Silence. Complete. The kind of silence that follows a natural disaster, when the dust is settling and no one is sure if it's over.
Ithyris looks at his father. The king looks back. Something passes between them, some communication Bryn isn't privy to, and after a long moment, King Thalryn inclines his head. Just barely. A fraction of a degree.
Permission. Or at least, the absence of refusal.
Ithyris's hand tightens fractionally on Bryn's neck. Then he turns and guides him down the steps of the dais, through the silent, parting crowd, and out of the great hall. His hand stays on Bryn's neck the entire way. Warm. Steady. The only thing keeping him upright.
Bryn doesn't look back.
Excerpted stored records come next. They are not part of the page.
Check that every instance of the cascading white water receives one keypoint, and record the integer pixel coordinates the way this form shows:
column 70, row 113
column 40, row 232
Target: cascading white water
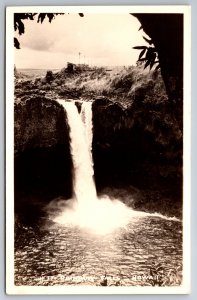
column 100, row 215
column 81, row 151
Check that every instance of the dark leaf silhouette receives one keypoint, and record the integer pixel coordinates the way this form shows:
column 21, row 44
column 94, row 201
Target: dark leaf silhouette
column 16, row 43
column 157, row 67
column 147, row 40
column 141, row 54
column 147, row 64
column 41, row 18
column 140, row 47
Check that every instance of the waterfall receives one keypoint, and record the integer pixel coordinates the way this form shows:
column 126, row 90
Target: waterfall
column 100, row 215
column 81, row 150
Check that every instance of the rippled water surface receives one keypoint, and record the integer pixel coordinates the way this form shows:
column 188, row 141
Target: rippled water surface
column 148, row 251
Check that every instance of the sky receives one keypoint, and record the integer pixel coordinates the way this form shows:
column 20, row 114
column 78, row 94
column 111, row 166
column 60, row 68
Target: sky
column 101, row 40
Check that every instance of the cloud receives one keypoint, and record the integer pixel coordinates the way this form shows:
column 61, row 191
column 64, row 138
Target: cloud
column 107, row 37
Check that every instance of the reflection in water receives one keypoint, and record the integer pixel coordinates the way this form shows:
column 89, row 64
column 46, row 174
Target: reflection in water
column 147, row 251
column 95, row 241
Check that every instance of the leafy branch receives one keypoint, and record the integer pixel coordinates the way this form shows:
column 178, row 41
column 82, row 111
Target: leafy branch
column 20, row 27
column 148, row 55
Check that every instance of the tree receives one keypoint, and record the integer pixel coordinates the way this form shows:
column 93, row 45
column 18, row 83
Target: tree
column 20, row 27
column 166, row 36
column 166, row 33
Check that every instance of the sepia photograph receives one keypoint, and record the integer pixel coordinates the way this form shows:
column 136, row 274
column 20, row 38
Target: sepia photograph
column 97, row 150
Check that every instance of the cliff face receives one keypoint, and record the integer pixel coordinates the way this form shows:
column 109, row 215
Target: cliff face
column 129, row 145
column 39, row 122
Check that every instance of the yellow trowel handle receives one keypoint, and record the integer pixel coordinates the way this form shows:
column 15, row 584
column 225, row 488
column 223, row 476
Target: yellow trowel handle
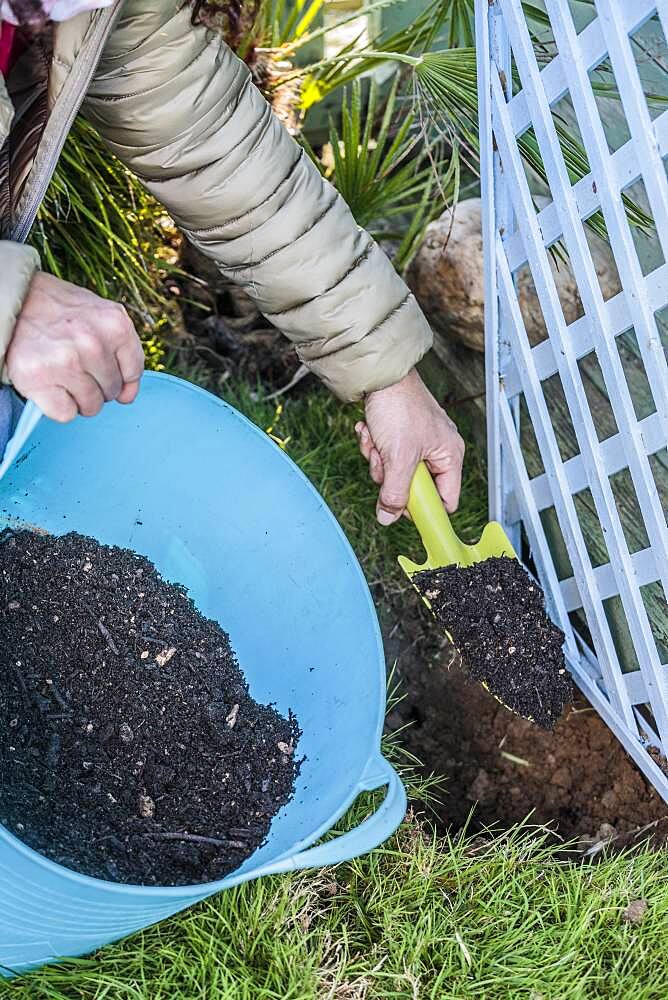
column 431, row 520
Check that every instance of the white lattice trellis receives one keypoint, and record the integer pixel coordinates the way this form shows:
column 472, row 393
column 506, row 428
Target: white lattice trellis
column 613, row 610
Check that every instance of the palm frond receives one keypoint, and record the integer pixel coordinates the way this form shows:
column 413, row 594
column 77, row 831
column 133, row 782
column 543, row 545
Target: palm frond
column 384, row 170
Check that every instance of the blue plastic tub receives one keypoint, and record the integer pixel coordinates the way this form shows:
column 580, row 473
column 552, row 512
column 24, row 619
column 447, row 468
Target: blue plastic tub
column 184, row 479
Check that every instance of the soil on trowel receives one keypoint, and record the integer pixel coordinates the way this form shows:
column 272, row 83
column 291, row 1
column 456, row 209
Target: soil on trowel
column 497, row 768
column 130, row 748
column 495, row 613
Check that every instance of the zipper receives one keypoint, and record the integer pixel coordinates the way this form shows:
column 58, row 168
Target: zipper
column 56, row 131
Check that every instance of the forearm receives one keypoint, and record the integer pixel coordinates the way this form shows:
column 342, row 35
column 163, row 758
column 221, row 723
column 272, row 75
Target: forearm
column 212, row 152
column 18, row 264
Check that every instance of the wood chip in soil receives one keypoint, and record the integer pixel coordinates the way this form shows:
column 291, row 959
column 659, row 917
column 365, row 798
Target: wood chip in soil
column 130, row 748
column 496, row 616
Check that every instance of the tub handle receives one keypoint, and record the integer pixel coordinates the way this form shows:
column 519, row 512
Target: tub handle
column 369, row 834
column 30, row 416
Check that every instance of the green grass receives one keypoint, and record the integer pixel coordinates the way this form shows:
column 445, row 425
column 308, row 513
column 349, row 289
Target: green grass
column 425, row 916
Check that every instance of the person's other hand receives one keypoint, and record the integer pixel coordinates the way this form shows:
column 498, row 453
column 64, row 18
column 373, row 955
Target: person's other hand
column 405, row 425
column 72, row 351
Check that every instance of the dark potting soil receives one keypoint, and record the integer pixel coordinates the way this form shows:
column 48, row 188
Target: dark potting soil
column 130, row 748
column 498, row 768
column 496, row 616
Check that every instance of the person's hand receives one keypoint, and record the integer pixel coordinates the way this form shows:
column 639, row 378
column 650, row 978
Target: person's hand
column 72, row 351
column 405, row 425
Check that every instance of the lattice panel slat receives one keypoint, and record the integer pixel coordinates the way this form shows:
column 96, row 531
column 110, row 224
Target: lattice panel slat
column 591, row 513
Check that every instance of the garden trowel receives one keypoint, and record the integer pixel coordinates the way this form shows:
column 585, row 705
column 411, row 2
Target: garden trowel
column 539, row 693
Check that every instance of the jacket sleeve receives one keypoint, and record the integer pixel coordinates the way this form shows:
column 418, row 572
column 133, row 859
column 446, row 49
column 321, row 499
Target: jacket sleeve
column 18, row 264
column 179, row 109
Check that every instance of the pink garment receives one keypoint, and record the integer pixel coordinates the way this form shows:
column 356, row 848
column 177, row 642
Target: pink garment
column 55, row 10
column 8, row 46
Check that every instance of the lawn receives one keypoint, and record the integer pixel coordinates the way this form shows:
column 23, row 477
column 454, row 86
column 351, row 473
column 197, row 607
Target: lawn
column 427, row 915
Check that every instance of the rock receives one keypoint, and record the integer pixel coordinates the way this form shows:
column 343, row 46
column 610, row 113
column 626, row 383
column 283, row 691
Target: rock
column 635, row 911
column 447, row 278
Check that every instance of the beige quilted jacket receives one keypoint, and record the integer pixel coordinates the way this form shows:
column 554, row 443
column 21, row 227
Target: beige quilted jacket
column 178, row 107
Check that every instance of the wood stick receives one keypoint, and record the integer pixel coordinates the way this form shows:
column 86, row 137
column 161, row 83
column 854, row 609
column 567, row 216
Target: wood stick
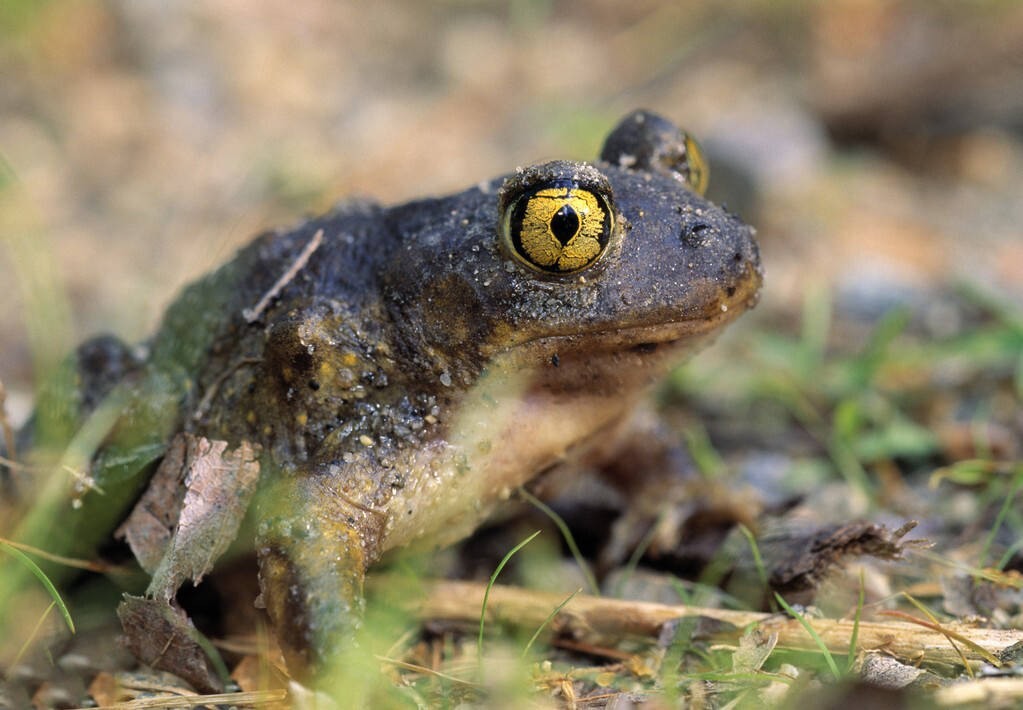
column 590, row 617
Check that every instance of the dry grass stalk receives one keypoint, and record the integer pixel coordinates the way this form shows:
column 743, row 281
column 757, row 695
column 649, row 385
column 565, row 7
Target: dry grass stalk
column 255, row 698
column 590, row 617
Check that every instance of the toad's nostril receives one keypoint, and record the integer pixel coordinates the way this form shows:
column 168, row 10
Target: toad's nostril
column 691, row 232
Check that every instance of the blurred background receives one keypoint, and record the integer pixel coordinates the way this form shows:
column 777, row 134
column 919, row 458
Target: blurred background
column 878, row 146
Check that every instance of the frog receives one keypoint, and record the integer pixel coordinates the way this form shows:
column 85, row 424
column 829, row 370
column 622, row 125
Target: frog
column 397, row 370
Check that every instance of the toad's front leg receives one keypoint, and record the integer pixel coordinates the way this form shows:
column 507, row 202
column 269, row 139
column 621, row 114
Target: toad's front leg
column 314, row 544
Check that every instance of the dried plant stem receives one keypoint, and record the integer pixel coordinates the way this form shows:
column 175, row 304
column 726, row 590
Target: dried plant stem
column 597, row 618
column 250, row 699
column 5, row 428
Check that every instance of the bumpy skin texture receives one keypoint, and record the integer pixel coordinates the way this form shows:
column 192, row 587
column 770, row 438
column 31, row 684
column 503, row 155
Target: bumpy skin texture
column 411, row 371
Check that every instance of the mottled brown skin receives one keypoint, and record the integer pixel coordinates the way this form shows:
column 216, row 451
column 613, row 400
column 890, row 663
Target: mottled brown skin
column 412, row 372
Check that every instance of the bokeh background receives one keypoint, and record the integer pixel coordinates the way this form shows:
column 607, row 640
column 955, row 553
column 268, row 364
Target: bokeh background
column 877, row 145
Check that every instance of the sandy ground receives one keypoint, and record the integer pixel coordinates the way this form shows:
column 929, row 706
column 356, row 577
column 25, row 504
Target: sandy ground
column 877, row 145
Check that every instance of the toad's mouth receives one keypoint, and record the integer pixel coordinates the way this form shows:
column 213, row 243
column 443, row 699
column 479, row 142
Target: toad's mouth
column 655, row 333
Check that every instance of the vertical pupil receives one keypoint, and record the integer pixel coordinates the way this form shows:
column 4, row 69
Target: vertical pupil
column 565, row 224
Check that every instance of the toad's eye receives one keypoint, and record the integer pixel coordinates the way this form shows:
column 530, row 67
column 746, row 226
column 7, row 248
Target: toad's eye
column 559, row 227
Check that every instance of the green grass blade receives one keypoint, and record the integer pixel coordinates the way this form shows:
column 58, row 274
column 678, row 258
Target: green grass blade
column 757, row 560
column 855, row 627
column 34, row 568
column 486, row 594
column 569, row 540
column 813, row 634
column 547, row 621
column 630, row 566
column 999, row 519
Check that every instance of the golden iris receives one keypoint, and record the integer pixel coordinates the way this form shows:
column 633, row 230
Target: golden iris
column 559, row 227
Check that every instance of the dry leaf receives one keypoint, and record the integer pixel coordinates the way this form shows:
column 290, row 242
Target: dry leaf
column 191, row 512
column 162, row 635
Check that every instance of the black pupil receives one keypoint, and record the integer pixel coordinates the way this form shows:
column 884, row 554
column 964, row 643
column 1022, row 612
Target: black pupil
column 565, row 224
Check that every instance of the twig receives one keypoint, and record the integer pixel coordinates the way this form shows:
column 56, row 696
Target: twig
column 211, row 391
column 590, row 617
column 253, row 314
column 251, row 698
column 989, row 693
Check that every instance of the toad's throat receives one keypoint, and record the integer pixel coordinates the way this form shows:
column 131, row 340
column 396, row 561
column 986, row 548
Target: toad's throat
column 651, row 335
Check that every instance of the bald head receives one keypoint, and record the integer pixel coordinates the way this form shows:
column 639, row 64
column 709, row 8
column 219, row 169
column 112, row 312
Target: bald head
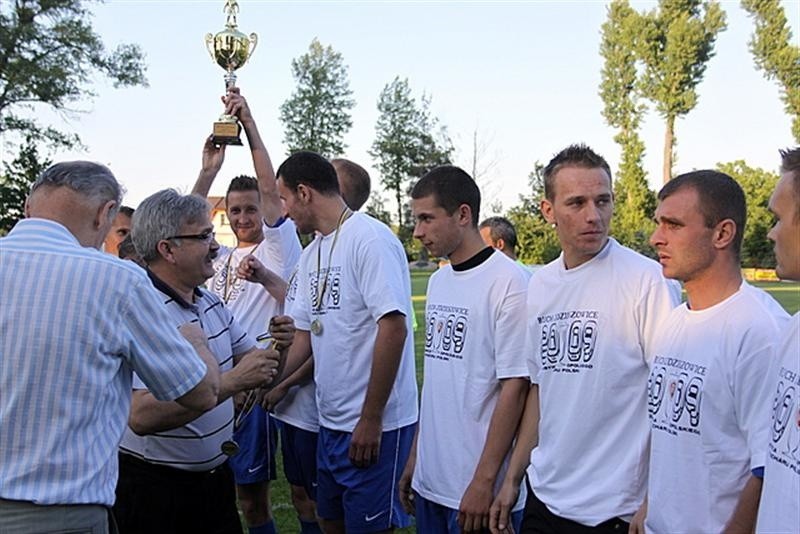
column 354, row 182
column 81, row 195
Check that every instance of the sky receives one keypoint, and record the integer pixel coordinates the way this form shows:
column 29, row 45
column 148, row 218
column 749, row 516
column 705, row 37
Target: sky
column 524, row 75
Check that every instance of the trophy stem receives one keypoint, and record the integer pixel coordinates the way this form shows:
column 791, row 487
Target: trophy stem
column 230, row 79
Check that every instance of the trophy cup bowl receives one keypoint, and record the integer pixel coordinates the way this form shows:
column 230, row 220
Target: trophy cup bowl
column 230, row 49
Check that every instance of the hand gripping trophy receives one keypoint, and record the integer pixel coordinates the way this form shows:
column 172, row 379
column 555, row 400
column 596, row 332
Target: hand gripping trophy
column 230, row 49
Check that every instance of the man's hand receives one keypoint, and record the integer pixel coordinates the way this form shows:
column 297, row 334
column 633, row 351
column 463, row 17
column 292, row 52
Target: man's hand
column 365, row 443
column 404, row 486
column 282, row 329
column 637, row 523
column 473, row 511
column 192, row 333
column 256, row 368
column 500, row 511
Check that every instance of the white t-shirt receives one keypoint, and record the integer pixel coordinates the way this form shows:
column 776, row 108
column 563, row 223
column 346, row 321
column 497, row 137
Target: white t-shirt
column 590, row 329
column 299, row 407
column 474, row 337
column 707, row 398
column 779, row 510
column 367, row 278
column 250, row 303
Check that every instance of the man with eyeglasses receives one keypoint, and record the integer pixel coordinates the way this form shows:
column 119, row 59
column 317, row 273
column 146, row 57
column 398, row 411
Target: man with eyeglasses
column 255, row 213
column 174, row 474
column 74, row 323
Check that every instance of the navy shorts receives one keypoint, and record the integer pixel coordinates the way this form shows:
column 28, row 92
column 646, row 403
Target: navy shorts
column 299, row 448
column 365, row 498
column 257, row 437
column 434, row 517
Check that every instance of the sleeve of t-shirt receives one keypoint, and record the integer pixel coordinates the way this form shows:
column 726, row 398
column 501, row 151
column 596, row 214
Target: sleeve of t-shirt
column 510, row 331
column 532, row 337
column 752, row 390
column 384, row 278
column 280, row 249
column 164, row 362
column 660, row 297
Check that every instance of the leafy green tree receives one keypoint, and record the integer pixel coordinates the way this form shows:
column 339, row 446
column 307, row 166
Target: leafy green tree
column 49, row 56
column 758, row 185
column 15, row 183
column 408, row 143
column 634, row 201
column 317, row 114
column 537, row 242
column 775, row 54
column 676, row 41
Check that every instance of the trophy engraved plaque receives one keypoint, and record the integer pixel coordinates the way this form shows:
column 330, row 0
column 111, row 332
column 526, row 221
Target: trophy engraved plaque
column 230, row 49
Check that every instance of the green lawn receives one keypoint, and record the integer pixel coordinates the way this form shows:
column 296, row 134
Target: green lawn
column 788, row 294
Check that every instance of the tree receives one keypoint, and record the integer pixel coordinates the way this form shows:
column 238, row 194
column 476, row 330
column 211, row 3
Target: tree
column 537, row 242
column 757, row 184
column 774, row 53
column 634, row 201
column 408, row 143
column 16, row 181
column 317, row 115
column 49, row 55
column 676, row 41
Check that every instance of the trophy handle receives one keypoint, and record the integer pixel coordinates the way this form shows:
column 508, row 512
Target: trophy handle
column 210, row 46
column 254, row 42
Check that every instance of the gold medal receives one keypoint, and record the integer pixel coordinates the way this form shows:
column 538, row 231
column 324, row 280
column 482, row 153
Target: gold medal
column 316, row 327
column 229, row 447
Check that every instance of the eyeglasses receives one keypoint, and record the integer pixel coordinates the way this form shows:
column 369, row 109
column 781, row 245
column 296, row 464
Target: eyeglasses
column 205, row 237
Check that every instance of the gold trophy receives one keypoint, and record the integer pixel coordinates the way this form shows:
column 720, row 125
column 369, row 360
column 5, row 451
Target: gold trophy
column 230, row 49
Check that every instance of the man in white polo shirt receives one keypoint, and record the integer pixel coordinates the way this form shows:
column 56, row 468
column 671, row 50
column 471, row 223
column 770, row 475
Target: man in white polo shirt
column 174, row 474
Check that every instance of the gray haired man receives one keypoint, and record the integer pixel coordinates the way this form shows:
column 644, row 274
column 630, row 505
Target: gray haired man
column 173, row 461
column 75, row 322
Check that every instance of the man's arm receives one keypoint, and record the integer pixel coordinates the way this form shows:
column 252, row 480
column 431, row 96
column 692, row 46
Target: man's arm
column 743, row 519
column 473, row 513
column 366, row 440
column 527, row 439
column 271, row 205
column 149, row 415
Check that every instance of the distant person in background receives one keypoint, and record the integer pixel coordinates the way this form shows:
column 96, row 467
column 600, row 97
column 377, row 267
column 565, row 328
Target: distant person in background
column 707, row 392
column 780, row 497
column 120, row 229
column 75, row 323
column 498, row 232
He doesn't look at the ruined dress on the floor or the scattered flowers or the elder who stripped him or the man who wanted to use him.
He looks straight ahead and he walks beside the dragon prince who has just claimed him in front of his entire kingdom and he focuses on the weight of the cloak on his shoulders and the warmth of the prince's palm on his skin and the fact that he is alive.
He doesn't know what's happening to him.
He doesn't know what any of this means. He came here to die for his sister and instead a dragon prince is walking him out of the great hall with his hand on Bryn's neck and the word mate hanging in the heated air behind them, and the numbers don't add up and the situation has no precedent and for the first time in his life his strategic mind has nothing useful to offer him.
But he is alive, and the dragon prince smells of cedar and smoke, and the hand on his neck is the only steady thing in this shaking, burning world, and Bryn holds onto that because holding on is what he does. It's what he's always done.